One exception: if your payload uses the exact SparkLogs canonical name at root (e.g. you sent {service: "checkout"} directly), it's moved even though service is a pivot — keeping it would just duplicate the value against the standard pivot.

Mapping notes

A few specific mappings are worth highlighting:

  • Syslog appname populates service. RFC 5424 APP-NAME is the program name (sshd, nginx, postgres) and is treated as a logical service identity.

  • AWS CloudTrail eventSource populates service. Values like s3.amazonaws.com name the AWS service that was called, which matches the SaaS service convention.

  • deployment.environment (prod/staging/dev) is not mapped to app. Environment is a separate axis. Any unmapped fields are stored as custom fields and you can filter on it as needed. You may want to map data from different environments to different organizations.

  • container.name and container.id are fallback-only. Container name fills service only when no canonical service identity (service.name, deployment name, faas.name) is present. Container id fills subsource only when no canonical subsource (scope name, log file, stream, channel) is present.

  • Specific workload identifiers beat host identifiers beat generic host / hostname. When a payload contains multiple candidates for source, the most-specific identifier wins deterministically:

    1. Workload-instance name (k8s.pod.name, aws.ecs.task.arn, faas.instance, dyno, bucket_name)
    2. Workload-instance UUID / hash (service.instance.id, fly.machine_id, kubernetes.pod.uid, Cloud Run instanceId)
    3. Underlying host / node name (host.name, kubernetes.host, computer, _HOSTNAME, vm_name)
    4. Underlying host UUID / hash (host.id, _machine_id, instance_id, ec2_instance_id)
    5. Generic root-level host or hostname (used only as a last resort, because different shippers fill these with different things: the Vector collector's host vs. the application's container hostname vs. the original log producer's host)

    Example: an OpenTelemetry SDK on EKS typically emits both k8s.pod.name and host.name.
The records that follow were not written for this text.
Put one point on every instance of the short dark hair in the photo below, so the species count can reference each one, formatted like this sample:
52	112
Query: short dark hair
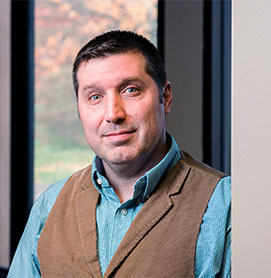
116	42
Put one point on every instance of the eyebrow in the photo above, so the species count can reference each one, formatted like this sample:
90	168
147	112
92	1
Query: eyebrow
119	85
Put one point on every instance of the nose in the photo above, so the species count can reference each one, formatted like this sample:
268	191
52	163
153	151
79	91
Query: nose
115	112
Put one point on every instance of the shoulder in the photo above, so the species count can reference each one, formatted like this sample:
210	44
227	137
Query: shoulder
46	200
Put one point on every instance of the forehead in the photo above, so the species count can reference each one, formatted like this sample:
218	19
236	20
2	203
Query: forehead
123	63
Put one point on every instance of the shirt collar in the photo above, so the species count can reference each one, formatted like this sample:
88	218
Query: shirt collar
145	185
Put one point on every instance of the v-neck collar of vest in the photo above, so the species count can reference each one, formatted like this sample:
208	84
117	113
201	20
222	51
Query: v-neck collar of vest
153	210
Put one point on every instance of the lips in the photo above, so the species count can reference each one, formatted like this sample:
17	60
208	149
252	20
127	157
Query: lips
119	133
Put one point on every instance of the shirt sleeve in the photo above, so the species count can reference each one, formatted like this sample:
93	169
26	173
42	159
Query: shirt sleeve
25	262
213	251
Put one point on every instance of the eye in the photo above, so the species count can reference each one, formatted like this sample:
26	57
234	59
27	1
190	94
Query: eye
131	90
95	97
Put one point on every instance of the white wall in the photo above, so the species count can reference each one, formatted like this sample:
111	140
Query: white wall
251	138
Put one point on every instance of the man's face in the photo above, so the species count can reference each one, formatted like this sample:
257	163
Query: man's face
118	103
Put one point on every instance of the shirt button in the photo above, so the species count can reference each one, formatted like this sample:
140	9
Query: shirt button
99	181
123	212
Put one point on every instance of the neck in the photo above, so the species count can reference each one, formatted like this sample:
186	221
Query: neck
122	177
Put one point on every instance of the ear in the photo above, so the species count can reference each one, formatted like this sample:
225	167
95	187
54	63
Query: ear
167	97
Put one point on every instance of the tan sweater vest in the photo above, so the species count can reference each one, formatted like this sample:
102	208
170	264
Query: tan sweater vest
160	242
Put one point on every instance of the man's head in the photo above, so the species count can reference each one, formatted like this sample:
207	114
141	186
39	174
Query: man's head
121	106
117	42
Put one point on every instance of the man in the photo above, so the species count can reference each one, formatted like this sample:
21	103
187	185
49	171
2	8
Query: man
144	208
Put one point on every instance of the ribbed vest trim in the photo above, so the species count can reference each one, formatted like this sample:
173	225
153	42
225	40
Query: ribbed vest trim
160	242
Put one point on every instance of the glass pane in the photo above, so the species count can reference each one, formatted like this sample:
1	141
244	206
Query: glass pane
61	29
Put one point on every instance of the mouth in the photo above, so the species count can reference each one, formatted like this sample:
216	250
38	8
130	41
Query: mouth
119	133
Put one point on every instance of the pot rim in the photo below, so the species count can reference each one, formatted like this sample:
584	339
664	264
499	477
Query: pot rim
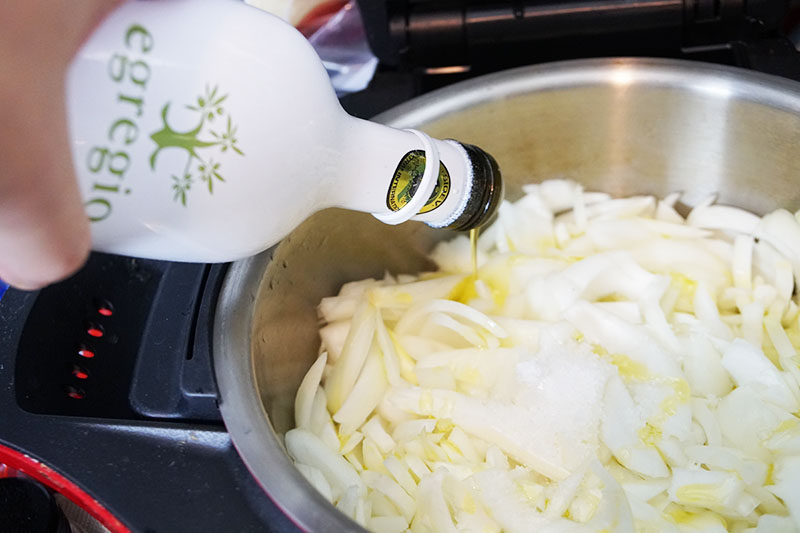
243	412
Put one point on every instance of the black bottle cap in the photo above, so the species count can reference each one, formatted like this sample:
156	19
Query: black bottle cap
487	190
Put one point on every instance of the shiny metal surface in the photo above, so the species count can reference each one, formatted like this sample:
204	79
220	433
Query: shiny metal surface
623	126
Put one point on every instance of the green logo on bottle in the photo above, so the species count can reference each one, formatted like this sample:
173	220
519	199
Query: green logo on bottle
199	143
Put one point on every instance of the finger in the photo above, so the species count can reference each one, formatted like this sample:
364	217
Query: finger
44	234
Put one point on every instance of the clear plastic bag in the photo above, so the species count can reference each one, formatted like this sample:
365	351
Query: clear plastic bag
336	31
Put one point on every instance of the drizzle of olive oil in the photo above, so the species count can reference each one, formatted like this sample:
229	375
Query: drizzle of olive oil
473	248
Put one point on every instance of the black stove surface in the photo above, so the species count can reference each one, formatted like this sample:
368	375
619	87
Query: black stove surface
107	376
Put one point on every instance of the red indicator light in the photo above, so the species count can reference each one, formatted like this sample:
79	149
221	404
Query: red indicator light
86	352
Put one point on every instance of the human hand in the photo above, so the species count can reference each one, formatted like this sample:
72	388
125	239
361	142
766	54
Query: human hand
44	232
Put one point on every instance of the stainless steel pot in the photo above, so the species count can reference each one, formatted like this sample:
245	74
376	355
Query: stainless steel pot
623	126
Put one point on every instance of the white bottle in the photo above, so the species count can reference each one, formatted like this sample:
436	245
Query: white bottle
206	130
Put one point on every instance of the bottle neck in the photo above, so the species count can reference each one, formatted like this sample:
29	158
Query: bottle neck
384	166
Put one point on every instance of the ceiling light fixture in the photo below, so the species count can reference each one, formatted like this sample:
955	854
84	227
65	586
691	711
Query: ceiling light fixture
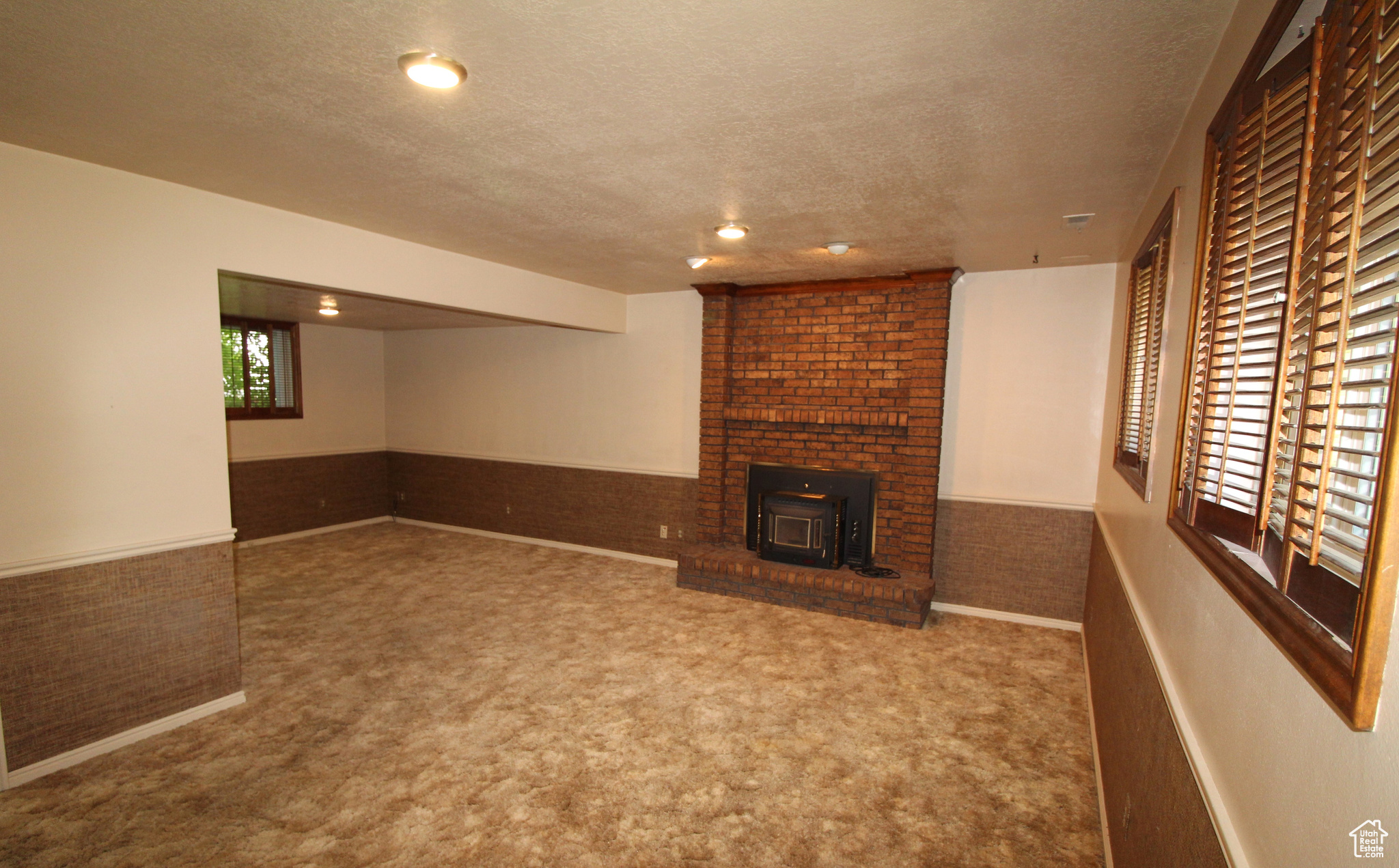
432	70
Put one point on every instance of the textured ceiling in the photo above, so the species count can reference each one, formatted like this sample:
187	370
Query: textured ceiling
602	141
266	300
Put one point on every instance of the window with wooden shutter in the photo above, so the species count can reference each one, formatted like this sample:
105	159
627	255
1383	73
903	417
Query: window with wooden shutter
1286	481
262	369
1146	309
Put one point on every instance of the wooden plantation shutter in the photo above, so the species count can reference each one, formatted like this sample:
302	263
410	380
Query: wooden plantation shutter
1296	339
1332	434
1146	311
262	369
1257	165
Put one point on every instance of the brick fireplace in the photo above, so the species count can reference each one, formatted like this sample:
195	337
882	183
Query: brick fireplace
842	375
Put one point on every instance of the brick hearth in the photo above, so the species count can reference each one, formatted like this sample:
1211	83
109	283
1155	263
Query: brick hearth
844	375
740	574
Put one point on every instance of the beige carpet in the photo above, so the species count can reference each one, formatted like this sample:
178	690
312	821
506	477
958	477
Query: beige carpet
420	698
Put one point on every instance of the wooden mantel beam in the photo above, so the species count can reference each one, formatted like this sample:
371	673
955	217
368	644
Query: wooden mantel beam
941	277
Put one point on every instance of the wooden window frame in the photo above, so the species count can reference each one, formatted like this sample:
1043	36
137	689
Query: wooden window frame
1349	681
247	412
1154	256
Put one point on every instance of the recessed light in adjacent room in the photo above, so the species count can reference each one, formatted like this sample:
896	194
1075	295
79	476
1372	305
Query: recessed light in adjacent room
432	70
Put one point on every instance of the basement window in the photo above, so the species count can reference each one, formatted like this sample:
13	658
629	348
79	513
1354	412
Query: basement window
262	369
1141	367
1288	474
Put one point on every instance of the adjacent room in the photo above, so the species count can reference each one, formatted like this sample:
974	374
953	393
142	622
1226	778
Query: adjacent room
655	434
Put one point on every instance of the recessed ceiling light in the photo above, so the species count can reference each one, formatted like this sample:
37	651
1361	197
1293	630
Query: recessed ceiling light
432	70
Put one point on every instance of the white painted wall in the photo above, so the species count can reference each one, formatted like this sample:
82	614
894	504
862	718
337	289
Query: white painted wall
553	396
112	428
342	396
1027	363
1290	779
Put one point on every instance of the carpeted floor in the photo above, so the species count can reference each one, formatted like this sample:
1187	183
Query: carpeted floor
424	699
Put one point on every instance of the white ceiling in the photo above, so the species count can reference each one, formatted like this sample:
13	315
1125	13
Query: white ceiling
290	303
600	141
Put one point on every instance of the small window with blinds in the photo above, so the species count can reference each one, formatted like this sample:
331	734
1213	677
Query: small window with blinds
1142	355
262	369
1286	478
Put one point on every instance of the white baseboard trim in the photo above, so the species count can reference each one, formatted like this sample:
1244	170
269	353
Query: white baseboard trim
1075	506
1193	753
953	608
570	547
314	531
121	740
650	471
115	552
1097	762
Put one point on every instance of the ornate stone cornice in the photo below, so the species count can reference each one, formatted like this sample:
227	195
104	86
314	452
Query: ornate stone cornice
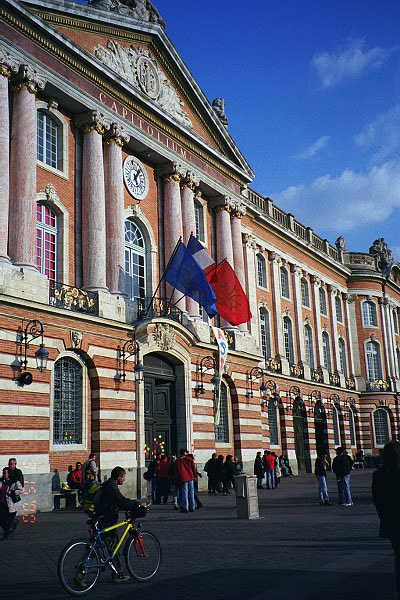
250	241
93	120
8	64
118	134
29	78
172	172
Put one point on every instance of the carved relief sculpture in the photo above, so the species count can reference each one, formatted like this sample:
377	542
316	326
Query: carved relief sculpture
139	68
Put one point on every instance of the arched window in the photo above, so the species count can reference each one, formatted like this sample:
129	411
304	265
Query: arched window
261	271
135	261
199	220
305	292
326	350
46	241
339	310
49	140
284	283
342	356
222	430
273	422
308	346
374	365
68	402
288	339
370	318
322	301
381	423
336	428
352	428
265	333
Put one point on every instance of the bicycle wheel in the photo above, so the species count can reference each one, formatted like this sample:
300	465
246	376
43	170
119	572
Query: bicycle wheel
78	567
143	556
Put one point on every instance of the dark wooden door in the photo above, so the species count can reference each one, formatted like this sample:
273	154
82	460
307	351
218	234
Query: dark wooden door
159	417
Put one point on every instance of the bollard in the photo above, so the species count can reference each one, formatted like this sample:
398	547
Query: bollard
246	497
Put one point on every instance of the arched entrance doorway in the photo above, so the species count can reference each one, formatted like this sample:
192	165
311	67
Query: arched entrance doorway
164	401
301	439
321	430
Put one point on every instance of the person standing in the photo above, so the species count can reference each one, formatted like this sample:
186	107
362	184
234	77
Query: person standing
341	466
259	470
10	490
269	466
15	473
92	465
185	470
386	496
320	473
211	469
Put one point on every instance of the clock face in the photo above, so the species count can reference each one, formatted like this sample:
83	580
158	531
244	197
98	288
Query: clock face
135	178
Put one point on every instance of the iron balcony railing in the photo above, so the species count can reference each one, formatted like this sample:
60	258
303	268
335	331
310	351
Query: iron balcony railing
72	298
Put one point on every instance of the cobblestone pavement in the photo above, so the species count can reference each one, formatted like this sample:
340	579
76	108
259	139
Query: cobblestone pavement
297	549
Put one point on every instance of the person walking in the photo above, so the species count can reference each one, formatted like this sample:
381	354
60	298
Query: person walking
320	473
162	477
10	497
211	469
185	470
386	497
341	466
259	470
15	473
269	466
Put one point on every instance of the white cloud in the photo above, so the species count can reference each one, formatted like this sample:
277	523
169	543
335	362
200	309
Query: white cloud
352	199
381	135
350	62
318	145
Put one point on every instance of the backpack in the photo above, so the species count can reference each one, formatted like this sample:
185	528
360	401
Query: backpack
91	498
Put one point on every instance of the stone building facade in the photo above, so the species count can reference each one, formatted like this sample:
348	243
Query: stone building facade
109	154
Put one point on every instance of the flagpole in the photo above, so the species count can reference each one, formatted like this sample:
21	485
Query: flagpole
162	276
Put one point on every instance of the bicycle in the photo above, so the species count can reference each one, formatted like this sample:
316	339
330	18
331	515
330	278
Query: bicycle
81	560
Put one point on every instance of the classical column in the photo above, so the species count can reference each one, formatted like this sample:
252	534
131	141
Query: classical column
7	66
22	223
332	291
188	188
251	251
315	283
173	227
115	138
297	274
277	308
237	213
93	124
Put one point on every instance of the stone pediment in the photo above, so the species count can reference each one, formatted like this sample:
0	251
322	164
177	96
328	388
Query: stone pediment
139	68
138	9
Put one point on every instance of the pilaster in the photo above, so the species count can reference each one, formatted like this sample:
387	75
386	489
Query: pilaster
94	242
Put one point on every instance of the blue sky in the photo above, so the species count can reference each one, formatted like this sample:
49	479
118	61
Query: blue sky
312	92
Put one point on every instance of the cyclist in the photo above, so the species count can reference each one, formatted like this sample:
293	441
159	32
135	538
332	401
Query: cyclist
108	502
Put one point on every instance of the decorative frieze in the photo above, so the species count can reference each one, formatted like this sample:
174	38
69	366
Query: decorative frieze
29	78
138	67
8	64
93	120
117	134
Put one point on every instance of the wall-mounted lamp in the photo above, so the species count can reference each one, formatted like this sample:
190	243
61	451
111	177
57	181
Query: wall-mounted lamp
25	335
206	364
130	348
292	393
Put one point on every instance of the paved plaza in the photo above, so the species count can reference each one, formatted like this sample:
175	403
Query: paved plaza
296	550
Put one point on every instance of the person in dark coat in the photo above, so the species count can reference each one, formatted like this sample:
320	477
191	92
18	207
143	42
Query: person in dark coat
386	496
211	468
259	470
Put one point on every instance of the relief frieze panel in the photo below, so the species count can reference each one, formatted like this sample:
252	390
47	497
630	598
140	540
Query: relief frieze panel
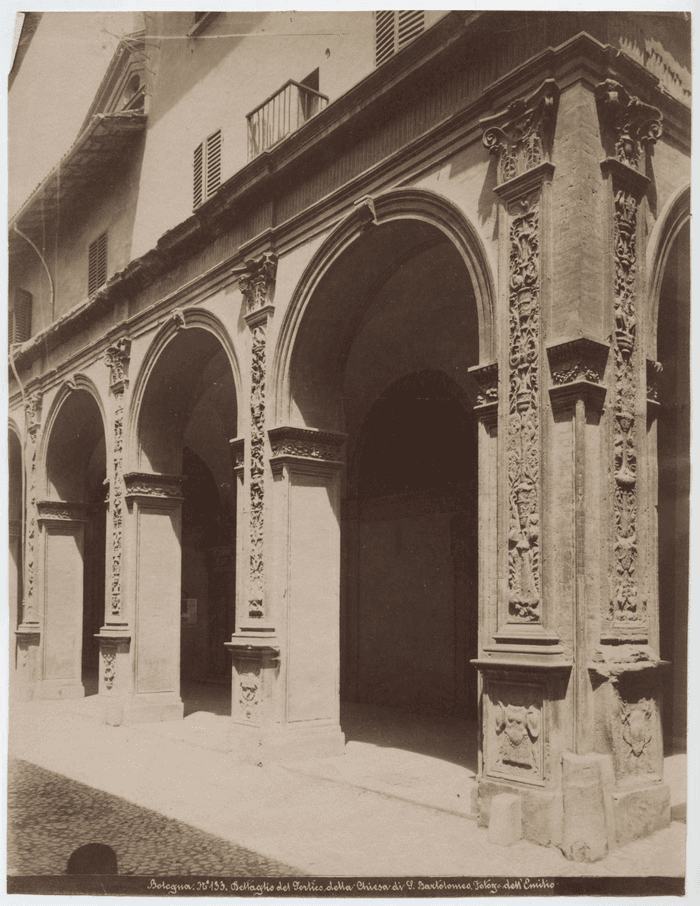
523	436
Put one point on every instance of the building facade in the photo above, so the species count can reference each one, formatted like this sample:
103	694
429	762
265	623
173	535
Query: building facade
350	360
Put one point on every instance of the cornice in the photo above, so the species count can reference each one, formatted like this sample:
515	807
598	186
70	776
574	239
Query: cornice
259	178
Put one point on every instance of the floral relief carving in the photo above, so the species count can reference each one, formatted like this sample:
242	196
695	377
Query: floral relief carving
257	282
521	135
33	422
523	441
109	660
117	360
633	124
626	604
257	287
320	445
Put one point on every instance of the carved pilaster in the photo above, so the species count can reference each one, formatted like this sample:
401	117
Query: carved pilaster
629	123
626	611
521	136
117	360
33	426
305	444
257	286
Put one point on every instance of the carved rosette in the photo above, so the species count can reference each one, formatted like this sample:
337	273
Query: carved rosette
33	424
523	438
631	124
257	287
117	360
520	137
109	664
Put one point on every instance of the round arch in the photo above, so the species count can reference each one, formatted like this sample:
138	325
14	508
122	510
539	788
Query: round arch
674	216
78	382
407	204
180	319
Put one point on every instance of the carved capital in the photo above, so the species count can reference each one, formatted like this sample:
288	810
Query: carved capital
61	511
32	411
581	359
257	282
630	123
486	377
366	212
520	137
117	360
149	485
307	443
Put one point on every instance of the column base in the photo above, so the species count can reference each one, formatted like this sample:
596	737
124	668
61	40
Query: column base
542	810
142	709
255	745
51	690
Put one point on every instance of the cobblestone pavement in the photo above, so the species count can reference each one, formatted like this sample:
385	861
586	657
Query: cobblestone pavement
168	806
50	816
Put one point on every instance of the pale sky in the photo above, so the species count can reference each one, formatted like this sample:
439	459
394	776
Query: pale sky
50	97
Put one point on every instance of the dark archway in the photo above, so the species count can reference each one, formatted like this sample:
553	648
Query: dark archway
414	624
76	469
187	419
673	351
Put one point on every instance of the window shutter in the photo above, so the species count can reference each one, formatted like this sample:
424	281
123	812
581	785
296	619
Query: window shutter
213	163
394	29
198	175
97	263
411	23
20	317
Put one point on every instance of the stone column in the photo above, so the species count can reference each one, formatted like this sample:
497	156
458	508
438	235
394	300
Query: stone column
625	666
116	633
254	645
62	533
523	665
152	555
29	631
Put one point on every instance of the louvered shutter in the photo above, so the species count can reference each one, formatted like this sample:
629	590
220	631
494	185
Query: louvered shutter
213	163
20	318
198	175
97	263
394	29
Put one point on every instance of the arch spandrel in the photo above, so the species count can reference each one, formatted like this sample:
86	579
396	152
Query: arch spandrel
412	210
180	320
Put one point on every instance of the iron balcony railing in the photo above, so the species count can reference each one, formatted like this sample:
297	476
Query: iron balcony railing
281	114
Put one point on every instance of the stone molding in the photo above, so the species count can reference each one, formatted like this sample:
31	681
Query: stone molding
520	137
237	446
59	511
156	487
631	124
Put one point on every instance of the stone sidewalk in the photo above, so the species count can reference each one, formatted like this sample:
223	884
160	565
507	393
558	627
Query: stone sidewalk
168	806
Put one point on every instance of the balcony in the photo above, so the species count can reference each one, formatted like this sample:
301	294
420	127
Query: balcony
281	114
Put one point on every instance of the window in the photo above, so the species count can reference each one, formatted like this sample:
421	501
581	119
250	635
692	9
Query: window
97	263
394	29
19	327
207	168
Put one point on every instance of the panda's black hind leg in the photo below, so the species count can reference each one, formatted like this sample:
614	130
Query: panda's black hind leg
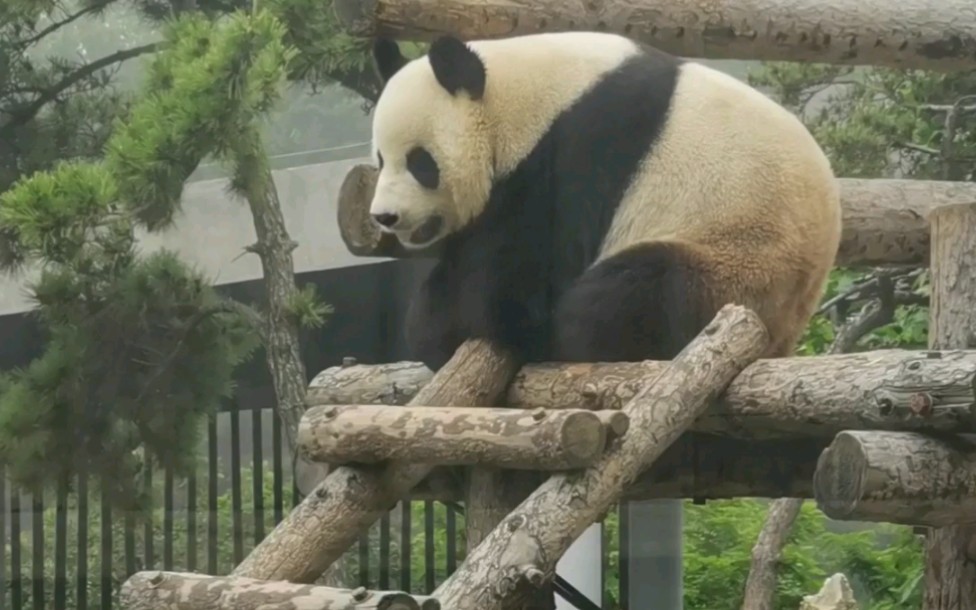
644	303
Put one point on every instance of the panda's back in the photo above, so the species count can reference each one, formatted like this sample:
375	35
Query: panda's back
728	161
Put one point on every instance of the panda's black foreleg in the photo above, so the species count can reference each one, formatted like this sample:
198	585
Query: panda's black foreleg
431	325
644	303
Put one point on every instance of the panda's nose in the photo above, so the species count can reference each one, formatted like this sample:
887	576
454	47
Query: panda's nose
387	219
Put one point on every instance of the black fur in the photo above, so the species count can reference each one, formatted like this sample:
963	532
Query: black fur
644	303
457	67
502	277
387	58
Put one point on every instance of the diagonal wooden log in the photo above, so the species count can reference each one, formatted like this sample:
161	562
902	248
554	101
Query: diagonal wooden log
809	396
897	477
329	520
523	550
189	591
911	33
885	221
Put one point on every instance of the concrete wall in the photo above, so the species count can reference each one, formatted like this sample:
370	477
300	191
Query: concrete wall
214	227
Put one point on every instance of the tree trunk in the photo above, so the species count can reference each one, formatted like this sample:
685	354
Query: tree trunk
897	477
274	247
774	398
885	221
760	588
529	542
767	552
349	500
950	552
912	33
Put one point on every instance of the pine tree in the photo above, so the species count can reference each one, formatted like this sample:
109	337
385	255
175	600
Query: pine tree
140	348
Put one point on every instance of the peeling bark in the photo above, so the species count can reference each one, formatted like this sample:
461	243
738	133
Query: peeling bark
541	439
809	396
329	520
912	33
525	547
190	591
897	477
885	222
950	552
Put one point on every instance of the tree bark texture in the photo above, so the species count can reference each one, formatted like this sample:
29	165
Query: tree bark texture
914	33
541	439
529	542
885	222
767	553
191	591
808	396
698	466
349	500
897	477
950	552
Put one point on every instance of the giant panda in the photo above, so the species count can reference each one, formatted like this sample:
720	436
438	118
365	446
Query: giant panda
591	199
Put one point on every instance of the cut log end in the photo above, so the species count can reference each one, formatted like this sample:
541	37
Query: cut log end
583	438
839	477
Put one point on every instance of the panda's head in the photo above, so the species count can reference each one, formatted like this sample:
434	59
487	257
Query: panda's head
431	142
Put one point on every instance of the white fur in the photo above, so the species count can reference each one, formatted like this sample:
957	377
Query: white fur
476	142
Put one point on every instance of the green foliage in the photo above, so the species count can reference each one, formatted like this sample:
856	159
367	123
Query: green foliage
138	349
307	309
204	92
883	562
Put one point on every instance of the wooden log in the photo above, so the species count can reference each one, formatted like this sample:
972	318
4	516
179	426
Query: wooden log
697	466
527	544
152	590
914	33
329	520
950	565
816	396
897	477
541	439
885	221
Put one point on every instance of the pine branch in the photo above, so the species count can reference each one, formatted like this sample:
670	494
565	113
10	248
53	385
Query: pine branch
24	115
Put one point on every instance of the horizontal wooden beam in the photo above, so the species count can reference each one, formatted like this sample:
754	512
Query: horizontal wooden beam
808	396
885	221
898	477
698	466
911	33
153	590
541	439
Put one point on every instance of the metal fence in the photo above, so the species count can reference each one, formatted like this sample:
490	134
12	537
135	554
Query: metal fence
70	550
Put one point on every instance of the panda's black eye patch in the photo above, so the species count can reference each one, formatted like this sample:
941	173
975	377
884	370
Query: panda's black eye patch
421	164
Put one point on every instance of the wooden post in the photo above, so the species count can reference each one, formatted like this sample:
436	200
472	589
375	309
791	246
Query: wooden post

The pod name wins source (more specific) and host.name stays as a custom field. An ECS payload with both com.amazonaws.ecs.task-arn and host resolves source to the task ARN.

Customizing severity mappings

For the field that is detected to be the severity field, it will interpret this field value from any supported text (case insensitive) or numeric value. Numeric severity values must be in the range 1-24 and are interpreted as defined by the OpenTelemetry standard for severity values. Standard textual severities include trace, debug, info, notice or display (info3), warn, error or fail, critical (error4), fatal, alert (fatal2), panic (fatal3), and emergency (fatal4).

If you have non-standard severity values, you can either transform these values before shipping the logs (e.g., using vector VRL transformations), or more conveniently by using the custom severity mapping feature.

To specify a custom mapping, use the X-Severity-Map HTTP header. This is a comma-delimited list of key=value pairs that specifies additional mappings from a custom severity level to a standard severity level.

For example, in the Node.js bunyan log library it uses numeric log levels from 10 (trace) to 60 (fatal). You could remap these with a X-Severity-Map HTTP header value of 10=TRACE,20=DEBUG,30=INFO,40=WARN,50=ERROR,60=FATAL.

Timestamp constraints

tip

When log data is ingested, if the timestamp is older than your configured retention period (or if you are using the SparkLogs cloud and the event is older than 50 days), then the timestamp will be set to ingested_timestamp and the original timestamp will be stored into a original_timestamp custom field.

Also, if there is no timestamp in the structured log data provided by the logging agent, then AutoExtract will attempt to determine the event timestamp from the log message. If nothing relevant is detected, it will use the current date/time for the ingested log event. If you prefer that AutoExtract uses the timestamp in the message first and then falls back to the timestamp sent by your log forwarding agent, then configure your log forwarding agent to use observedtimestamp for the timestamp field that it sends.